The Court of Appeal has upheld an appeal brought by SCOP against the decision of the Competition and Market Authority (CMA) on jurisdiction in the Eurotunnel/SeaFrance merger. SCOP, a body of mainly former SeaFrance employees, challenged the CMA's finding that it had jurisdiction to review the acquisition of certain assets of SeaFrance by Eurotunnel. The CMA's review of the acquisition, founded on its decision on jurisdiction, had led to a prohibition decision.
The Enterprise Act 2002 provides that the CMA only has jurisdiction to review a relevant merger situation, if one business acquires, 'the activities, or part of the activities, of [another] business' (constituting an enterprise). The CMA had concluded that Eurotunnel had acquired the activities of Sea France with particular importance given to the fact that former SeaFrance employees had been transferred. This decision was upheld on appeal to the Competition Appeal Tribunal (CAT).
However, the majority of the Court of Appeal found this decision and the reasoning of the CMA (and CAT) to be materially flawed and irrational. The CMA had failed to give proper consideration to the fact that employees were not transferred from SeaFrance to Eurotunnel but had in fact been re-employed by the SCOP after their employment with SeaFrance had been terminated.
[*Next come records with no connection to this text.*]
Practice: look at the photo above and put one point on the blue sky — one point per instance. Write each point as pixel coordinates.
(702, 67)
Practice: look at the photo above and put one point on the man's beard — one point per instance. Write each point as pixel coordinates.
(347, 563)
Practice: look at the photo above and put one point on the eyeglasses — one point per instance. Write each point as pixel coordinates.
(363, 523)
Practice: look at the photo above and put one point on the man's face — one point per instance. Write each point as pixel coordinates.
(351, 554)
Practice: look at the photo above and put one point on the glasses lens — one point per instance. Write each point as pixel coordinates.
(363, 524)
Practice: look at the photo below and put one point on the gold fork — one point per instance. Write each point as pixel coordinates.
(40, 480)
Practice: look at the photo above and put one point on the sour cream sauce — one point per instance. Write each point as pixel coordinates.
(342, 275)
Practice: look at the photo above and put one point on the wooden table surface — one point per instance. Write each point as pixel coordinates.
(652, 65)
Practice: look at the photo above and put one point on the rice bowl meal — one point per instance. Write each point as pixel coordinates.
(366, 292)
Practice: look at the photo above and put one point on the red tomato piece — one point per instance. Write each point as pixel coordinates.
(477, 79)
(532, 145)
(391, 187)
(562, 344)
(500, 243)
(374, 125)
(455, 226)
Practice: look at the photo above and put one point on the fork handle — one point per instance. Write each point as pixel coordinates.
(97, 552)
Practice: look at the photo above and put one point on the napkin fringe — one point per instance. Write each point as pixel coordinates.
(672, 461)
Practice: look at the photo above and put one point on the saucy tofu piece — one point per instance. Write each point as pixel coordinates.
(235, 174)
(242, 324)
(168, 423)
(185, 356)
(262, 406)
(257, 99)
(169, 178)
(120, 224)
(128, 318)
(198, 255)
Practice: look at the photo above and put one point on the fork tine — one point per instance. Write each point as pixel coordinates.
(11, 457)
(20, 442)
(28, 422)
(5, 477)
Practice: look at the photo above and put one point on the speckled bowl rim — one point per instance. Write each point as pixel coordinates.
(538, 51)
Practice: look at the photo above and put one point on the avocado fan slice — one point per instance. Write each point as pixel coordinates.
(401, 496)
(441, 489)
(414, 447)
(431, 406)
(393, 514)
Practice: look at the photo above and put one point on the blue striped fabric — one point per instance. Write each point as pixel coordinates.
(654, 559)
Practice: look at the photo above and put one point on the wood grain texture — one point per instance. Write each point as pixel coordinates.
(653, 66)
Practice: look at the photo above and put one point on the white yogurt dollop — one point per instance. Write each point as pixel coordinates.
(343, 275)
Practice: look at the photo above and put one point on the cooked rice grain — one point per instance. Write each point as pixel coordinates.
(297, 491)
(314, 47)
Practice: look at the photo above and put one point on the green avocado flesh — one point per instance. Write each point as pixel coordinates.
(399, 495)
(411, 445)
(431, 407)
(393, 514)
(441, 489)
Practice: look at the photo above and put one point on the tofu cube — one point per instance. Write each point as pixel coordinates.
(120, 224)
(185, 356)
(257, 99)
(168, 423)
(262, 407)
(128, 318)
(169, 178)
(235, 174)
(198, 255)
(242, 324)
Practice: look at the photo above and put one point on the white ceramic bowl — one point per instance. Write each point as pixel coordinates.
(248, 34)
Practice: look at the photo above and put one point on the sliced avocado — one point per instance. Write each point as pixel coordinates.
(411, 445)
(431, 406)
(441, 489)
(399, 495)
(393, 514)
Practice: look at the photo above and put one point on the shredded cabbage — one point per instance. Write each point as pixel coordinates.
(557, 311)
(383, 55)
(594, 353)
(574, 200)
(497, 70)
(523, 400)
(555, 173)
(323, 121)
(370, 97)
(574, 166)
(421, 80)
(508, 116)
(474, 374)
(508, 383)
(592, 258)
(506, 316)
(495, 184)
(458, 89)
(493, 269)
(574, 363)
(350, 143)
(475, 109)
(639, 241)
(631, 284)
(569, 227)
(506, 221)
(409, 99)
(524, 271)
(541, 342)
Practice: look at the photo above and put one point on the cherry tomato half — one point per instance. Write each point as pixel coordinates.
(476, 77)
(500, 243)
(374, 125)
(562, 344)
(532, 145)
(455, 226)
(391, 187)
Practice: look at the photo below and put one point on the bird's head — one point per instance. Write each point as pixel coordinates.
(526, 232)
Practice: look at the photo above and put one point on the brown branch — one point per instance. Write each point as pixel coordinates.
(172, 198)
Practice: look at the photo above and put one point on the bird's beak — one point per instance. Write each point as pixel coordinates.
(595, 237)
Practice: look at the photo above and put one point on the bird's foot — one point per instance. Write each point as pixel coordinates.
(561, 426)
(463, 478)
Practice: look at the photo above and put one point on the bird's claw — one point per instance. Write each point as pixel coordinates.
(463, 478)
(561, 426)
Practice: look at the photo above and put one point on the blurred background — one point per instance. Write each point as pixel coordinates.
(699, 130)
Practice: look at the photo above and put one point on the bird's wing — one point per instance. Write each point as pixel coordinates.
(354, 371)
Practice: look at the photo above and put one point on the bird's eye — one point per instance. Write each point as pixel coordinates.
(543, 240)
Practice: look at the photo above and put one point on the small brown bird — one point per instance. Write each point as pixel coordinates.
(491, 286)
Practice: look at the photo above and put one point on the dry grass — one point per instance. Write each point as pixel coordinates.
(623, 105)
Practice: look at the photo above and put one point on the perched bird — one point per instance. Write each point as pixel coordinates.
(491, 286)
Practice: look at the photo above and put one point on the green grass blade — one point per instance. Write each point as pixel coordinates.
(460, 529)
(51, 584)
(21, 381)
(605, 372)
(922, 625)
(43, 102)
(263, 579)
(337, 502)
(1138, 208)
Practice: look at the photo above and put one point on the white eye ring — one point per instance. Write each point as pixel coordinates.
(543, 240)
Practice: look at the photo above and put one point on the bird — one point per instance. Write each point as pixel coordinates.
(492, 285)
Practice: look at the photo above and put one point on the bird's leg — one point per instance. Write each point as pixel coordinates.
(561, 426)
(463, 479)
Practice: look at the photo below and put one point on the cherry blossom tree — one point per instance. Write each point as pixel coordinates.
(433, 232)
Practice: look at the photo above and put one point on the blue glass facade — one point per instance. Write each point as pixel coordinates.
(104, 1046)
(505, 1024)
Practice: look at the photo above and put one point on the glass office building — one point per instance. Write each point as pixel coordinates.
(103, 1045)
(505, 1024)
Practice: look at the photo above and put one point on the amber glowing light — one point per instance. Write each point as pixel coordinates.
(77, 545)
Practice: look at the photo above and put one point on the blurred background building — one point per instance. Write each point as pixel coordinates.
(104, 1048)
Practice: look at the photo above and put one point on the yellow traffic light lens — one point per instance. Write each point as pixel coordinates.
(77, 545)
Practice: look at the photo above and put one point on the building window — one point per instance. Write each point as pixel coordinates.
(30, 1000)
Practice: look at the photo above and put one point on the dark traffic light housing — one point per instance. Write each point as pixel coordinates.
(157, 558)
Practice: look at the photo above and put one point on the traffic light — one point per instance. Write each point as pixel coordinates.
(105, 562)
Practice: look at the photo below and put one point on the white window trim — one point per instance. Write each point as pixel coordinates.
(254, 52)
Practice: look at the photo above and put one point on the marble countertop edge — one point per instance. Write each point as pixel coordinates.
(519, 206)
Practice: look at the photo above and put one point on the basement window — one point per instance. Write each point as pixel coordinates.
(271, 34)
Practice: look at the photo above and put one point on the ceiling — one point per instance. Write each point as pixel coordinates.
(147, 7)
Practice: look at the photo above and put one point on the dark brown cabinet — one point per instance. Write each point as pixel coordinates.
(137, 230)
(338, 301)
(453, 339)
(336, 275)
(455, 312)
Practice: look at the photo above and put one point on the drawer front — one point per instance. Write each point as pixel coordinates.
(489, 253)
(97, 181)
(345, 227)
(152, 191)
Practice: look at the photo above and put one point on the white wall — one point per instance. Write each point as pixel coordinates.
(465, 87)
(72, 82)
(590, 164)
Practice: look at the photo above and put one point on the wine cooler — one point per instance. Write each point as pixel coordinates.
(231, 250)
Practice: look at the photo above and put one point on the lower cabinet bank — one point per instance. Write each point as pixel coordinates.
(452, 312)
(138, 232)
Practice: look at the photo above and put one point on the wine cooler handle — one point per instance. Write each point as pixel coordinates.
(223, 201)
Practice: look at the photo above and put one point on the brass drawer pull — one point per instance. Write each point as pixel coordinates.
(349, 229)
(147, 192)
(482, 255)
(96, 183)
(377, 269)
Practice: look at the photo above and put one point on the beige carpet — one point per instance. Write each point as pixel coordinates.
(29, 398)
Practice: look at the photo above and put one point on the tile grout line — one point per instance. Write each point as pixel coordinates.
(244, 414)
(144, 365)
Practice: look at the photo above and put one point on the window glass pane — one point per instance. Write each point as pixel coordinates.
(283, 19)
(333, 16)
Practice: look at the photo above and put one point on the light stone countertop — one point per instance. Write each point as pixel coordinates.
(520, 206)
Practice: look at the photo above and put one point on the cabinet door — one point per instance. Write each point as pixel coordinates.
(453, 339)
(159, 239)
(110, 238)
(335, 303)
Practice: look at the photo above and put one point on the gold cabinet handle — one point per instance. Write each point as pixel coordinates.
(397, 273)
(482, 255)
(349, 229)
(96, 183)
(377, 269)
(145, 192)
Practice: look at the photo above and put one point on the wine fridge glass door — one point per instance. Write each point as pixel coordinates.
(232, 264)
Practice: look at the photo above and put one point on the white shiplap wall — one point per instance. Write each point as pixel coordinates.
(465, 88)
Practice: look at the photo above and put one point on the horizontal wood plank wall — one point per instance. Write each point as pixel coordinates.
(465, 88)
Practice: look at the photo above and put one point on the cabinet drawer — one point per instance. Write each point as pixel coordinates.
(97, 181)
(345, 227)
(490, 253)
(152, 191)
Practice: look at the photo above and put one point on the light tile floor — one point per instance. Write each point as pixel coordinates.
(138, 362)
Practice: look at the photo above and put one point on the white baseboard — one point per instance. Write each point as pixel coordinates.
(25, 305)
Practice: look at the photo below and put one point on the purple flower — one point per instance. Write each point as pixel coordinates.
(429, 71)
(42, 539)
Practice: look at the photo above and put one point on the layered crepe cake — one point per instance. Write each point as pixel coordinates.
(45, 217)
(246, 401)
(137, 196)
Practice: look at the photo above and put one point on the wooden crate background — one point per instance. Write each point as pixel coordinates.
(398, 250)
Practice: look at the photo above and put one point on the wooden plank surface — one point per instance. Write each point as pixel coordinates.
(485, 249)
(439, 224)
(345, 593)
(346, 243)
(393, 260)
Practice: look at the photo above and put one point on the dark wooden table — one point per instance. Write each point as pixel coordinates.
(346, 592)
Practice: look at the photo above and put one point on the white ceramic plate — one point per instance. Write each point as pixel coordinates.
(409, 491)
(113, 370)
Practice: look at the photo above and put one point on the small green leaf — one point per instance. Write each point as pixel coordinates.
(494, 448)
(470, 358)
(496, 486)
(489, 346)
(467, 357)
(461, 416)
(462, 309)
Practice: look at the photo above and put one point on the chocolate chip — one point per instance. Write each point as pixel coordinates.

The fact that the business had also been in 'hiatus' for seven months was another factor which pointed against Eurotunnel having taken over SeaFrance's activities.
Appeals in merger cases are carried out to 'judicial review' standards. Some margin of discretion - particularly around the analysis of detailed facts - is normally awarded to specialist bodies such as the CMA (and CAT). However, this case demonstrates that the Court of Appeal was willing to get into the factual details to reach its decision. The case also represents yet another defeat for the CMA in the courts.
This saga is still not at an end as the CMA is seeking to appeal the Court of Appeal's decision to the Supreme Court.